PLF 2020 : en séance, les sénateurs confirment leur souhait de reporter d'un an la réforme fiscale
Suivant la proposition de la commission des finances (lire Maire info du 15 novembre), les sénateurs ont validé à leur tour, lors de l’examen en séance du projet de loi de finances (PLF) pour 2020, la réforme de la fiscalité locale, mais ont souhaité différer son entrée en vigueur d’un an, au 1er janvier 2022, contre l’avis du gouvernement. L’objectif : permettre la réalisation de simulations complémentaires sur les conséquences financières de la réforme afin de l’« ajuster ». Les élus du Palais du Luxembourg en ont profité pour majorer les compensations qui seront reversées aux collectivités.
Majoration des compensations de TH
« Prenant acte de l’extension [de la suppression de la taxe d’habitation sur les résidences principales] au 20 % des ménages les plus favorisés et de son extinction totale en 2023 », les sénateurs ont jugé que cette réforme était « prématurée » et que le schéma de compensation envisagé « nécessite des travaux complémentaires », selon l’exposé des motifs de l’amendement du rapporteur général de la commission des finances du Sénat, Albéric de Montgolfier, qui pointe un « certain nombre d’effets financiers importants » qui n’ont « pas été évalués » ou de manière « approximative ».
En cause notamment, le potentiel fiscal et le potentiel financier. « Sans modification des méthodes du calcul de [ces derniers], le classement des collectivités territoriales en fonction de ces indicateurs sera profondément bouleversé à l’issue de la réforme », estime le sénateur d’Eure-et-Loir (lire à ce sujet Maire info du 4 novembre) qui préconise des « travaux complémentaires ».

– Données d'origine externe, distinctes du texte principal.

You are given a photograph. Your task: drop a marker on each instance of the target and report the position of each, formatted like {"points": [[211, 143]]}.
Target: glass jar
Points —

Reprenant à leur compte les « failles » décelées en commission, les sénateurs ont adopté une série d’amendements techniques permettant de « corriger les effets indésirables » et de « s’approcher plus fidèlement du montant des recettes » de taxe d’habitation sur les résidences principales de l’année qui précède la réforme. Pour cela, ils ont décidé de majorer les futures compensations en les « revaloris[ant] à l’inflation » et sont revenus sur la revalorisation des valeurs locatives adoptée par l’Assemblée nationale (lire Maire info du 10 octobre) en choisissant le taux de +1,1 % basé sur l’indice des prix à la consommation harmonisé (et non celui de +0,9 % basé sur l’indice des prix à la consommation).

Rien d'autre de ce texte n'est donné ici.